Walsh fingió tomarle al pie de la letra.

—El navegante urge precaución —dijo por el comenlace.

Groves enrojeció.

—Vamos, Jo, no querremos... —Dejó que el resto de su frase se perdiera en el aire.

— ¿Qué ocurre, Tony? —preguntó la piloto.

—Es una tontería... Observando la pantalla, por un momento tuve miedo de que..., de que cuando acabaran de atravesar el hielo pudieran caer.

—No hay ningún peligro de eso. —La piloto alzó una mano e hizo girar el gráfico 120 grados—. A veces esto es un recordatorio que ayuda, cuando el arriba y el abajo no tienen demasiado significado.

—Te estás burlando de mí, Jo —dijo Groves, disgustado.
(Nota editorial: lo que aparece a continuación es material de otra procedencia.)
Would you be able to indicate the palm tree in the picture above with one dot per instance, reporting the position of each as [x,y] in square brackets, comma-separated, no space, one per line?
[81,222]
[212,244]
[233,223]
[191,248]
Pero, un momento más tarde, exclamó « ¡Oh!» con excitación y esperanza, porque en la pantalla el topo de los hielos había atravesado al fin la piel de Amaltea.

Desgraciadamente faltaban imágenes en directo: los diseñadores originales del topo no habían creído necesario instalar una cámara en una máquina destinada a pasar su vida laboral rodeada por hielo sólido.

—Blake, profesor. ¿Pueden ver algo? Dígannos lo que ven —indicó Walsh.

La voz de Blake se retrasó en el comunicador.

—Bueno, es más bien extraño. No tenemos luces exteriores en esta cosa, pero no parece oscuro...

—Estamos en el agua —dijo Forster—. Las luces de nuestra cabina tienen un efecto definido en el entorno.

— ¿De qué demonios está hablando, señor? —llegó la desconcertada voz de Blake por el comenlace...

...al tiempo que Walsh añadía su propia petición.

—Por favor, tenga la bondad de especificar a qué demonios se está refiriendo, profesor.

La voz de Forster llegó de vuelta a aquellos que aguardaban en el Ventris, satisfecha e inconfundiblemente excitada.

—Hormiguea a todo nuestro alrededor. Vida. El agua está llena de ella...

Perezosas espirales de cable descendían tan lentamente como volutas de humo del casco del Michael Ventris. Cables de energía y cables de seguridad se deslizaban por el hielo hacia el agujero y desaparecían en la pluma de vapor que seguía el avance del topo. Para Hawkins y McNeil, que flotaban cerca de la superficie, la señal del avance del topo era una pluma de agitado vapor en medio de la bruma.

Oían los informes del topo a través de los comunicadores de sus trajes, y por un momento Hawkins compartió la excitación del imposible descubrimiento. Vida. En aquel momento, al menos, fue capaz de dejar de pensar en Marianne Mitchell y en Randolph Mays.